Last Wednesday, the U.S. Federal Reserve raised the interest rate by 50 basis points (0.5%) on loans and deposits, the largest increase in 22 years. The Fed did so in order to reduce liquidity in the market and control inflation rates, which reached more than 8.5%, the highest in 40 years.
Locally, and following the Fed’s rate hike, the Central Bank of Jordan raised the interest rate by 50 points. This decision has both positive effects and negative ones as well.
Its positive effects can be summed up by the fact that this will contribute to the stability of the dinar and the preservation of investments, especially since the interest margin for deposits between Jordan and the Gulf is around 1.5%. Raising the interest rate by 0.5% will maintain this margin and the balances of individuals and institutions across the Gulf in Jordanian banks, especially since all of the central banks in the Gulf raised their interest rates as well. It will also necessarily attract other investments from those countries.
Also, raising the interest rate will control inflation, which locally reached more than 2.2% and is expected to reach more than 3% before the end of this year.

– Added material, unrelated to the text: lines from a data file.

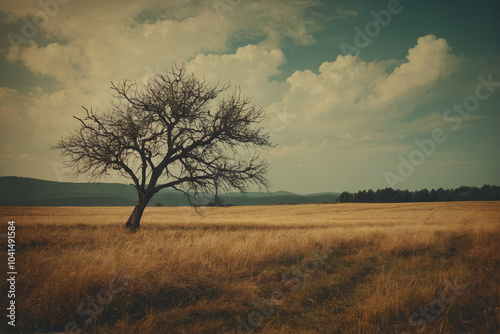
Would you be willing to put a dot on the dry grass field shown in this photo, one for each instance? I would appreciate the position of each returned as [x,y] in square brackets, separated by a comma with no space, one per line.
[329,268]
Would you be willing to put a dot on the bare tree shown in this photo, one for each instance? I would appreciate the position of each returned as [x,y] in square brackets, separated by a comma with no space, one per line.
[173,132]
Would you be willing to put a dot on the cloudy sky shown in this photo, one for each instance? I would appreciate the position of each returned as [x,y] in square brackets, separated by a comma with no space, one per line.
[358,94]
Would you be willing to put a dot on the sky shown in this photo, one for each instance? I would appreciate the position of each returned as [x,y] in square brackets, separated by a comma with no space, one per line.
[358,94]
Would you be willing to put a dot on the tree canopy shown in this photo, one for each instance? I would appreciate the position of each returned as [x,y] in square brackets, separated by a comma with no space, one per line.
[176,131]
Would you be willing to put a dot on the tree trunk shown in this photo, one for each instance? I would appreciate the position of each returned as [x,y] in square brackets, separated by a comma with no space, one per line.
[134,221]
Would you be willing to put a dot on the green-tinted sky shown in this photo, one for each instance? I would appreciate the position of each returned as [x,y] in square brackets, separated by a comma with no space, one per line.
[344,115]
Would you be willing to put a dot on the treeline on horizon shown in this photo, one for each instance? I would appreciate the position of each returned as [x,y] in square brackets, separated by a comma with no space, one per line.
[389,195]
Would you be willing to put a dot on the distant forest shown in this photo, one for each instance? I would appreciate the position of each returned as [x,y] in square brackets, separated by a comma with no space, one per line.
[389,195]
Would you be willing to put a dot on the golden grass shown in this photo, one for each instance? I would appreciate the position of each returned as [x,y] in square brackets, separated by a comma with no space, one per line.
[356,268]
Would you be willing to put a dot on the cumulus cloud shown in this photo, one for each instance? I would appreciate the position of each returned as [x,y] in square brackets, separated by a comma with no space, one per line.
[353,101]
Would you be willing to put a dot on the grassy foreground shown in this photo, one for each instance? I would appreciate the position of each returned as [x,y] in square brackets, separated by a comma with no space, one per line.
[330,268]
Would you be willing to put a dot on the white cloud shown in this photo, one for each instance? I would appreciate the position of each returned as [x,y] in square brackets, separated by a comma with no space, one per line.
[354,101]
[428,62]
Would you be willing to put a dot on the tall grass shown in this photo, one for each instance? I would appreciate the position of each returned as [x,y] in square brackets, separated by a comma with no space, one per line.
[375,265]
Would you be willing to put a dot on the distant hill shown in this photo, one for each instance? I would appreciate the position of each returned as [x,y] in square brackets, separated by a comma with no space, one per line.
[20,191]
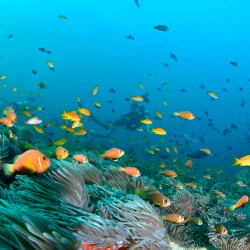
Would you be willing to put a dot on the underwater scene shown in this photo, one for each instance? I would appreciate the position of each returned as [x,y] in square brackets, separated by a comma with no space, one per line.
[124,124]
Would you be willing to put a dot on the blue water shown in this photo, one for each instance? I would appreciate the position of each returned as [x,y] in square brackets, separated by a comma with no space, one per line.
[90,49]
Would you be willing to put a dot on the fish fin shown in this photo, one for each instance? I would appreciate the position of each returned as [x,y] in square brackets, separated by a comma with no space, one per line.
[236,162]
[160,171]
[137,192]
[15,158]
[29,165]
[8,169]
[185,221]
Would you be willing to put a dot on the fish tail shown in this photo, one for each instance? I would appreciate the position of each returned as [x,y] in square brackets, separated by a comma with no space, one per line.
[236,162]
[160,171]
[137,192]
[8,169]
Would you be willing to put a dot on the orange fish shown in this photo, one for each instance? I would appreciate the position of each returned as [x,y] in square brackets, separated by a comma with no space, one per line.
[191,185]
[113,154]
[30,162]
[173,218]
[186,115]
[243,161]
[220,229]
[84,111]
[154,196]
[158,113]
[168,150]
[207,177]
[60,142]
[179,186]
[189,164]
[137,98]
[80,158]
[241,202]
[11,115]
[6,121]
[76,124]
[95,90]
[81,131]
[206,151]
[158,131]
[134,172]
[38,129]
[175,149]
[219,193]
[162,165]
[197,221]
[61,153]
[169,173]
[146,121]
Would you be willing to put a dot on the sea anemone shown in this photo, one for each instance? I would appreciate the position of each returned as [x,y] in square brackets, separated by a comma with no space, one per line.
[23,228]
[228,242]
[60,194]
[180,234]
[90,173]
[140,219]
[24,133]
[100,233]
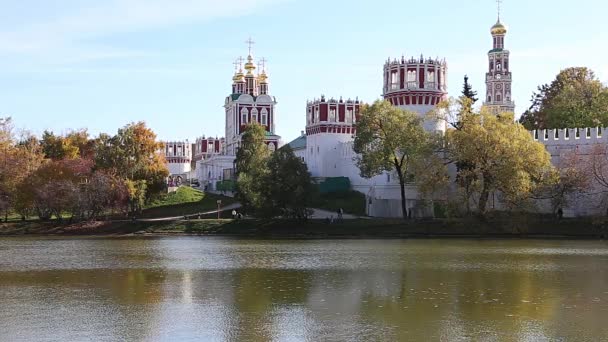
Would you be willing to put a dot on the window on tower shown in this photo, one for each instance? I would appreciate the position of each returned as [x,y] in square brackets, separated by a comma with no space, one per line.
[332,115]
[395,80]
[244,114]
[430,80]
[264,117]
[349,116]
[411,79]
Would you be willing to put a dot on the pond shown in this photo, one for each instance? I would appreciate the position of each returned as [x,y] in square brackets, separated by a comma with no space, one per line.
[219,289]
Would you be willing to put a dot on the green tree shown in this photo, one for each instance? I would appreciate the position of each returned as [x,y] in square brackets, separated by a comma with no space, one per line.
[387,139]
[252,168]
[576,98]
[73,145]
[501,156]
[288,184]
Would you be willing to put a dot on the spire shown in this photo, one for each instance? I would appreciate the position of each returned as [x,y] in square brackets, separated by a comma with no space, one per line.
[250,43]
[498,3]
[498,28]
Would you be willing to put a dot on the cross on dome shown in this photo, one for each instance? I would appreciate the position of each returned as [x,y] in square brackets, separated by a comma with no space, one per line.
[498,3]
[250,43]
[262,64]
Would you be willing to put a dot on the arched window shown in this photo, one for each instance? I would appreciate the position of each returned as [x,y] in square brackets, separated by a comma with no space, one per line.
[264,117]
[394,79]
[332,115]
[349,116]
[244,115]
[254,115]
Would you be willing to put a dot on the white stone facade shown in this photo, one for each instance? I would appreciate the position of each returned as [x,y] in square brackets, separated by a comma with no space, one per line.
[179,161]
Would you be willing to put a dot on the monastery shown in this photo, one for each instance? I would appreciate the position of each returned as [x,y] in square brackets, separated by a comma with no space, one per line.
[326,144]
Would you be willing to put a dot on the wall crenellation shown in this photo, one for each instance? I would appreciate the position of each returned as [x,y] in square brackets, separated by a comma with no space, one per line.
[573,136]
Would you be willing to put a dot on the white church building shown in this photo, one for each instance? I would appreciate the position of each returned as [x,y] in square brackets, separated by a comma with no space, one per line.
[326,144]
[249,101]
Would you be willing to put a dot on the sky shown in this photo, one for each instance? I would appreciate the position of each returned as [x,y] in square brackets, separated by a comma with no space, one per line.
[71,64]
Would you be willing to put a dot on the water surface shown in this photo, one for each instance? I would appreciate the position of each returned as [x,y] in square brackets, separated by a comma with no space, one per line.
[215,289]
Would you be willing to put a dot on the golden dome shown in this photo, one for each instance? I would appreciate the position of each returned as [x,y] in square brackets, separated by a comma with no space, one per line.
[263,78]
[249,66]
[499,28]
[238,77]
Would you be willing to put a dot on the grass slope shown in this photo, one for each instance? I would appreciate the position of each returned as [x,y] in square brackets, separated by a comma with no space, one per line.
[185,201]
[352,202]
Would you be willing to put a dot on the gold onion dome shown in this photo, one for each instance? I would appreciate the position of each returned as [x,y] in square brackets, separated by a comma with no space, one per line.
[249,66]
[263,78]
[238,77]
[499,28]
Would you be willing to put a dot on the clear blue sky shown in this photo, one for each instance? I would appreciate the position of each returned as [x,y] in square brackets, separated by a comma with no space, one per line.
[68,64]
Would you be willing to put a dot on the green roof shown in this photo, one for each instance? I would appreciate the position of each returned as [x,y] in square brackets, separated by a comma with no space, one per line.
[298,143]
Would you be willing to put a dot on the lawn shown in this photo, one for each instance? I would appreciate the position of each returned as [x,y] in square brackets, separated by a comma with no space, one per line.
[185,201]
[352,202]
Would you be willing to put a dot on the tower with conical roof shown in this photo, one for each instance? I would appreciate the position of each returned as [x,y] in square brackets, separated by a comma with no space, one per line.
[499,78]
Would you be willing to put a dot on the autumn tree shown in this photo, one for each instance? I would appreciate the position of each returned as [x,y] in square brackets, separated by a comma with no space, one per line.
[74,144]
[134,155]
[19,157]
[572,178]
[501,156]
[576,98]
[387,139]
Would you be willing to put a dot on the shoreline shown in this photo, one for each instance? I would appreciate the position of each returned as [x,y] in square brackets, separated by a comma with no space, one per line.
[467,228]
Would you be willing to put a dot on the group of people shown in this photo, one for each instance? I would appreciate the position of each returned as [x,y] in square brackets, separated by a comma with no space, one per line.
[236,215]
[340,217]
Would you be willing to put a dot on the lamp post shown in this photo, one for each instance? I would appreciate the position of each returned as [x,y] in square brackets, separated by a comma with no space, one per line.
[219,203]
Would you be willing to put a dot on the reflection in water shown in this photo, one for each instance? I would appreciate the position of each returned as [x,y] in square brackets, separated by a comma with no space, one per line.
[261,290]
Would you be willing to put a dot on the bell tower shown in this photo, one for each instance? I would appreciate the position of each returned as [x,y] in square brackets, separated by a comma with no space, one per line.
[499,78]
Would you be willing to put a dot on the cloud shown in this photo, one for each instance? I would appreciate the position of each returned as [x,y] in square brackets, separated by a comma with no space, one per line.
[72,31]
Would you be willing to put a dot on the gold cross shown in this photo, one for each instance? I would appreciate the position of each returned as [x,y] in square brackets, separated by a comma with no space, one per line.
[249,42]
[498,2]
[262,63]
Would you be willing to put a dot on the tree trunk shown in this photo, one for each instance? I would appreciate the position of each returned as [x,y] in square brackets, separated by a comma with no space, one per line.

Raising the interest rate by 50 points has a positive and direct impact on inflation.
Yes, there will be an impact on economic growth in the short term, but in the medium and long term it will be an attractive factor, especially since the pegged price of the dinar against the dollar, in force since 1995, has played an important and significant role in the stability of Jordanian monetary policy and in attracting investments.
In order for growth not to be affected, fiscal policy will require some adjustments; this is the responsibility of governments, in order to avoid the economy falling into so-called stagflation and deflation.
Also, one of the positive effects of raising interest rates is that the central bank loan allocated to production sectors, including industry, will not be affected and will remain within 2%; this is most important for the continuation of production.
As for the negative effects of this decision, they will first be borne by the treasury, and then by institutions and individuals.
The negative impact on the treasury will be the high interest rates on past and future loan installments that the government pays to donor institutions and local banks. The amount that the government intends to borrow this year will be at higher interest rates, and this will result in a larger deficit than was expected in the 2022 budget.
As for the impact of the higher interest rates on individuals and institutions, it is expected that these rates will rise at least 0.5% to 1%. This will requires some flexibility on the part of the banks so that the number of defaulters does not increase, especially since individual loans cannot bear more rises. It is hoped that local banks will bear part of these rises under these delicate economic circumstance.
In conclusion, governments must find quick solutions and reforms, as directed by His Majesty the King in the economic workshop, in the form of fiscal policy tools to support citizens and the various economic sectors for fear of deflation.